Category: Science Fiction
Morality: B
Writing: B+

Jeff is a researcher for a popular novelist, looking up obscure facts about the Civil War and its lead players to increase the accuracy of his obsessed employer. Then he meets Annie, a mysterious and beautiful young woman who appears to be having the dreams of Robert E. Lee. As Jeff strives to unravel the mystery of Annie’s dreams and they visit several central Civil War sites, he begins to suspect the disturbing truth about Annie’s dreams.
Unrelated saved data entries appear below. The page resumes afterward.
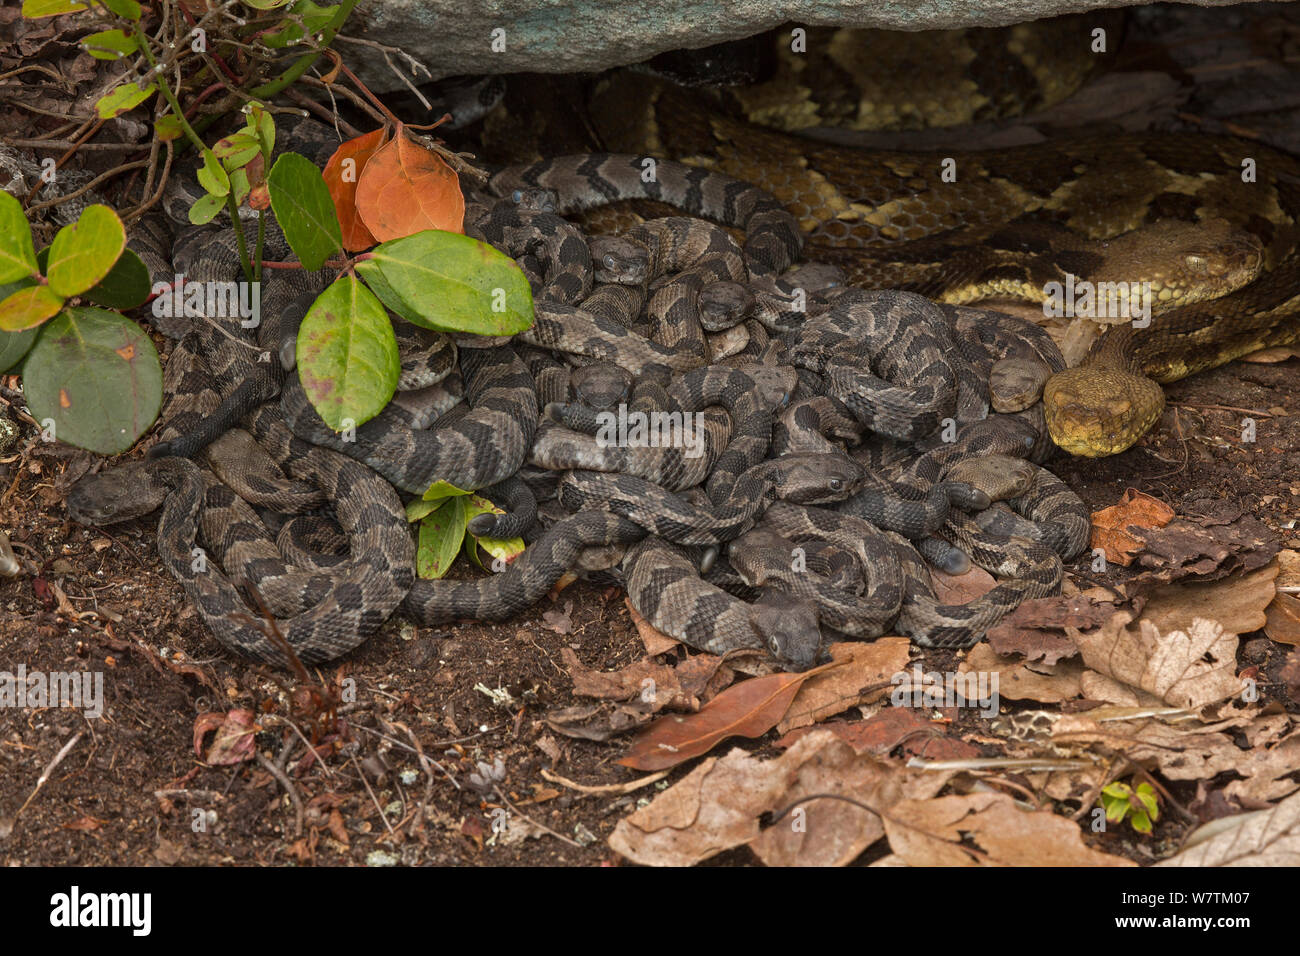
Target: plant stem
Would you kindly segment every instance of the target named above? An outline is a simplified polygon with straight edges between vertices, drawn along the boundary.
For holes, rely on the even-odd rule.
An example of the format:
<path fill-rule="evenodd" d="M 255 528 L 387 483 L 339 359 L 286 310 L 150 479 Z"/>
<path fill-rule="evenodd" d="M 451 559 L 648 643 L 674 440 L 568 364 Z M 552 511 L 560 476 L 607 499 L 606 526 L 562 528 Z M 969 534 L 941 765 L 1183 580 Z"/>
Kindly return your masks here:
<path fill-rule="evenodd" d="M 289 67 L 289 69 L 285 70 L 274 80 L 271 80 L 269 83 L 263 83 L 261 86 L 249 90 L 249 95 L 254 96 L 259 100 L 268 100 L 310 70 L 312 66 L 315 65 L 316 61 L 320 59 L 320 55 L 324 52 L 325 47 L 330 45 L 330 42 L 334 39 L 334 34 L 339 32 L 343 26 L 343 21 L 348 18 L 352 13 L 352 8 L 356 5 L 357 0 L 343 0 L 343 2 L 339 4 L 338 11 L 334 14 L 334 18 L 320 31 L 320 41 L 317 48 L 311 53 L 299 57 L 294 61 L 293 65 Z"/>

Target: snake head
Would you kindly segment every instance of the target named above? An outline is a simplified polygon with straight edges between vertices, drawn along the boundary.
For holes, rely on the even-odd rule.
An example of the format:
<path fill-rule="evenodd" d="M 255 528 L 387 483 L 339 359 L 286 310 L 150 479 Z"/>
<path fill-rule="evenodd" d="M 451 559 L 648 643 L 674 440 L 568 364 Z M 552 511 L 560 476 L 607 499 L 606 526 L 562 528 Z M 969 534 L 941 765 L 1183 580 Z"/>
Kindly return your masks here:
<path fill-rule="evenodd" d="M 806 671 L 817 663 L 822 632 L 812 605 L 780 591 L 765 591 L 751 607 L 754 630 L 773 657 L 796 671 Z"/>
<path fill-rule="evenodd" d="M 710 332 L 729 329 L 754 307 L 754 293 L 739 282 L 719 279 L 700 290 L 700 324 Z"/>
<path fill-rule="evenodd" d="M 163 503 L 167 488 L 154 477 L 155 466 L 133 461 L 88 475 L 68 492 L 68 518 L 103 527 L 147 515 Z"/>
<path fill-rule="evenodd" d="M 776 460 L 776 496 L 800 505 L 843 501 L 867 481 L 867 471 L 838 453 L 801 452 Z"/>
<path fill-rule="evenodd" d="M 650 250 L 622 236 L 593 236 L 588 243 L 597 282 L 640 285 L 650 278 Z"/>

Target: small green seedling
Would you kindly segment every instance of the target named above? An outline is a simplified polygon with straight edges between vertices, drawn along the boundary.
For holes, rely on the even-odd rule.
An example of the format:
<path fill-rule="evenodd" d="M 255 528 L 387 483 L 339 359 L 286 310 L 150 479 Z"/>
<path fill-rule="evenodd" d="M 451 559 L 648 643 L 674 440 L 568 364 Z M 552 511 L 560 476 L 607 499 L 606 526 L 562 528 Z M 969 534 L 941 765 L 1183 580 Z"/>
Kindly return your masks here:
<path fill-rule="evenodd" d="M 1128 817 L 1129 826 L 1147 836 L 1151 835 L 1152 822 L 1160 818 L 1156 791 L 1149 783 L 1139 783 L 1136 790 L 1118 780 L 1107 784 L 1101 791 L 1101 805 L 1107 820 L 1122 823 Z"/>

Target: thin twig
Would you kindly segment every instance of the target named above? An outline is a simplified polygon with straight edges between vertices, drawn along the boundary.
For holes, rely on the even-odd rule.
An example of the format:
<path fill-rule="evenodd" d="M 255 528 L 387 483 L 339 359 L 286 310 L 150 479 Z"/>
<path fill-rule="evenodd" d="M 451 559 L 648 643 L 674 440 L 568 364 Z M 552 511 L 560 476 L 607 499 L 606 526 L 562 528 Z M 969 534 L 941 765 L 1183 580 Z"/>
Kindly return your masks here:
<path fill-rule="evenodd" d="M 280 786 L 284 788 L 284 792 L 289 795 L 289 800 L 293 803 L 293 808 L 295 813 L 293 835 L 294 838 L 297 839 L 298 837 L 302 836 L 302 824 L 303 824 L 302 797 L 298 796 L 298 791 L 294 787 L 293 781 L 289 779 L 289 775 L 287 773 L 285 773 L 283 770 L 277 767 L 272 761 L 267 759 L 267 757 L 260 750 L 254 751 L 254 754 L 256 755 L 257 762 L 261 765 L 262 769 L 265 770 L 267 773 L 269 773 L 272 777 L 274 777 L 276 781 L 280 784 Z"/>
<path fill-rule="evenodd" d="M 18 819 L 18 814 L 27 809 L 27 805 L 35 799 L 36 794 L 41 792 L 41 787 L 45 786 L 46 781 L 50 779 L 50 774 L 54 773 L 54 769 L 58 767 L 59 764 L 63 763 L 63 758 L 68 755 L 68 752 L 72 750 L 73 747 L 77 746 L 77 741 L 81 740 L 84 733 L 85 731 L 83 730 L 77 731 L 76 734 L 73 735 L 72 739 L 64 744 L 59 749 L 59 752 L 54 755 L 54 759 L 46 764 L 45 769 L 41 771 L 41 775 L 36 778 L 36 786 L 32 789 L 31 794 L 23 801 L 23 805 L 15 811 L 15 820 Z"/>
<path fill-rule="evenodd" d="M 648 787 L 652 783 L 658 783 L 664 777 L 668 776 L 667 770 L 661 770 L 658 773 L 652 773 L 649 776 L 640 777 L 636 780 L 629 780 L 626 783 L 578 783 L 576 780 L 570 780 L 568 777 L 561 777 L 554 771 L 542 768 L 542 779 L 549 780 L 551 783 L 558 783 L 562 787 L 568 787 L 570 790 L 577 790 L 579 793 L 603 794 L 607 796 L 621 796 L 625 793 L 631 793 L 634 790 L 640 790 L 642 787 Z"/>

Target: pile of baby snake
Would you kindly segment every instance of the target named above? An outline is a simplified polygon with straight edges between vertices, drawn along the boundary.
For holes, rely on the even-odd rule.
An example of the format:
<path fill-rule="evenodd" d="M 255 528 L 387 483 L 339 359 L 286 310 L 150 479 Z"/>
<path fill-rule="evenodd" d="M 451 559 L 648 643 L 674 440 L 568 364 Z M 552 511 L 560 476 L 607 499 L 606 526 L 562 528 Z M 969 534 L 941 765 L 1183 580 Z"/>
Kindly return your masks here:
<path fill-rule="evenodd" d="M 804 669 L 843 635 L 967 647 L 1053 593 L 1086 545 L 1086 508 L 1042 467 L 1053 440 L 1127 447 L 1133 423 L 1140 435 L 1159 414 L 1145 376 L 1295 338 L 1294 161 L 1258 144 L 957 153 L 951 184 L 932 157 L 804 144 L 792 163 L 786 134 L 693 91 L 639 78 L 619 95 L 635 121 L 624 127 L 656 131 L 657 149 L 554 157 L 497 172 L 487 192 L 465 187 L 466 233 L 532 285 L 531 329 L 485 340 L 394 318 L 403 391 L 340 436 L 287 347 L 324 277 L 275 270 L 253 339 L 213 317 L 162 329 L 178 342 L 158 443 L 84 479 L 69 514 L 102 524 L 161 507 L 160 554 L 213 633 L 278 665 L 267 614 L 319 662 L 399 609 L 425 624 L 509 617 L 574 569 L 614 569 L 651 624 L 714 653 Z M 665 109 L 671 130 L 655 119 Z M 313 127 L 284 139 L 321 158 L 332 144 Z M 659 159 L 647 176 L 648 151 L 690 162 Z M 1250 183 L 1241 156 L 1256 162 Z M 1095 202 L 1100 186 L 1112 202 Z M 1136 211 L 1120 211 L 1126 199 Z M 616 235 L 564 218 L 619 200 L 677 214 Z M 1179 215 L 1212 223 L 1212 246 Z M 163 274 L 235 275 L 228 227 L 169 240 L 166 226 L 132 240 Z M 1037 325 L 965 304 L 1032 290 L 1063 263 L 1142 280 L 1114 271 L 1140 260 L 1115 237 L 1142 230 L 1158 240 L 1144 275 L 1171 308 L 1141 333 L 1104 335 L 1085 368 L 1066 371 Z M 971 236 L 976 251 L 956 255 Z M 676 437 L 610 441 L 618 420 Z M 527 550 L 486 578 L 416 579 L 403 500 L 437 481 L 504 505 L 471 530 L 522 535 Z M 971 561 L 997 586 L 944 604 L 927 562 Z"/>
Although this is Connie Willis’ first novel, I can’t help but compare it to her later books, which I have read and loved. And while this book is good, it doesn’t compare to, say, Passage, with which it shares several thematic and plot elements. If you’ve read Passage, parts of this book will not come as much of a surprise to you. It’s also a lot shorter, which makes it less complex. Still, it was an enjoyable, suspenseful read, with plenty of good writing and some interesting themes. Willis is quite simply an excellent writer, with perfect dramatic pacing, and effective emotional sensitivity. Once again, she expertly portrays the feeling of intense significance, just out of reach — here it’s linked to dreams, about which all human beings have such feelings at times. She also explores the devotion of men to their leaders in the Civil War, a war in which (she says) many men fought and died because of that very devotion rather than for ideological reasons. Is such self-sacrifice without a reasonable, worthy cause noble and heroic or foolish and selfish? She doesn’t give an easy answer to this question, but asks it in a compelling and effective manner.

Content warning: This book contains some fairly mild descriptions of war violence, and some bad language, as well as some generally mature/disturbing content related to the subject matter.